Saturday, August 30, 2008

Smile

. . . it's better not to make gods or demons smile: they don't laugh at the same jokes as us.

-- Jorkens


There's quite a number of facial muscles -- we didn't learn half of them in massage school -- and so far as anyone knows they're all quite useless, except for communicating emotionally with your fellow human beings. Which goes to show how important communicating emotionally is, to us social animals, from a purely cold-blooded, evolutionary point of view. Those who are bad at it tend to not to get to reproduce.

The apologetic email, telling us of our appointments for being photographed, and giving us instructions for how to dress, began "SMILE!" We were to bring a favorite book -- checked out from the library, of course -- to be photographed with.

I had imagined a group photo, but no, these were individual portraits, and the photographer spent the whole day at it. An hour on me alone. I had searched the stacks for a William Blake, but the only copy was a grimy, featureless mustard yellow. So I settled for a rather handsome Yeats.

He took pictures of me with the high library windows marching away behind me. His assistant darted here and there with reflectors. I brandished the book, clutched it, read it. Set a foot on the seat of a chair and rested the book on its back. At one point the photographer said, confounding me utterly, "do things."

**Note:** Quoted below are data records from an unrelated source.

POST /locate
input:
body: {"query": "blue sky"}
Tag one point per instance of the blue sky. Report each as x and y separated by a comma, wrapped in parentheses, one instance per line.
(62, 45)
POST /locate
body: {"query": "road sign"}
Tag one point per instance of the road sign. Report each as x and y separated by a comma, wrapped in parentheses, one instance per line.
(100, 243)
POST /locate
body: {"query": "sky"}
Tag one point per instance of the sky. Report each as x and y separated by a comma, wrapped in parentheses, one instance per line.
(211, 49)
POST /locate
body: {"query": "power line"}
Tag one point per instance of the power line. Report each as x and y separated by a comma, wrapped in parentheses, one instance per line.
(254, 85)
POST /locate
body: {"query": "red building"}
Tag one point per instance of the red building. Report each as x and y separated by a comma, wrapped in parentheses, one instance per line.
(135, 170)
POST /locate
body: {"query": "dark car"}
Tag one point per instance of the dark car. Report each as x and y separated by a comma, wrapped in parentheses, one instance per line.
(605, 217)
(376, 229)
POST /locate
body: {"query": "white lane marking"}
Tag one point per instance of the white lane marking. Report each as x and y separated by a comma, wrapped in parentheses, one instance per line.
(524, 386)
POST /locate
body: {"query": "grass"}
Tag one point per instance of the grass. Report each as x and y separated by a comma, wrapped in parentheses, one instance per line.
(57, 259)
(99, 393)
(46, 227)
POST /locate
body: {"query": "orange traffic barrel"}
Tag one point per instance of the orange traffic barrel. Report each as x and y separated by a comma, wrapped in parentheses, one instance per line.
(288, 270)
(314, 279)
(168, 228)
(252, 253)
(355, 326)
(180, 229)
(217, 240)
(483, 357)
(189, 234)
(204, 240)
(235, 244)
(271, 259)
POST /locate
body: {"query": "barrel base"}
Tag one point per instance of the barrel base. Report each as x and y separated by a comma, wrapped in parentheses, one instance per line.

Do things? I waved the book, pursed my lips, shrugged. Then I had to laugh, because the perfect line from the book came to my lips, and I recited, "O what am I, that I should not seem / For the song's sake a fool?"

Click. Flash.

After an hour of this, my face was aching. I had a horror, I found, of having the camera look at me and not seeming attentive, and seeming attentive requires quite a bit of exertion by the facial muscles. I tried giving up, breathing through the tension and letting my face relax, but if I succeeded it was only momentarily. The photographer had a whole bag of tricks for eliciting facial expressions from his subject: a sudden calling of my name, quick gestures, nods. I responded to them, willy nilly, even though I knew they were not authentic emotional communications, and I could have resented being played upon, had I not been so interested both in his craft, and in my inability to refrain from responding to it.

So now, of course, I am all curiosity to see such of the photos as I get to see. I don't even know what they're for, but I'm guessing they're for the Foundation's new website; if it's linkable I'll link it.

It is not accidental, I think, that we social mammals are unnerved by animals that are not social. Think of how regularly people remark upon the shark's mirthless smile. We can't help interpreting facial expressions, even when we're dealing with species that don't use them. No shark can smile, whatever muscular apparatus it has around the mouth: to smile you need a limbic brain, the equipment for participating in the emotional experience of another being. But we respond to the smile. It's smiling even though it intends to kill us: what a horrible creature it must be! We are so deeply social that even in danger of our lives, we are almost more outraged by the violation of mammalian emotional decorum than by the fact that we're about to be eaten. If you're going to eat us, we feel, you could at least scowl appropriately! Tigers may be scary (and they are: I'll never forget, at an evening zoo concert, watching a Siberian pace restlessly in the twilight. It gave me gooseflesh. Over millenia, that's been the last sight many a fellow-primate has seen.) But still -- they're just scary, not creepy. A tiger will snarl and bare its teeth as it sinks them into you. That's as it should be. It won't smile.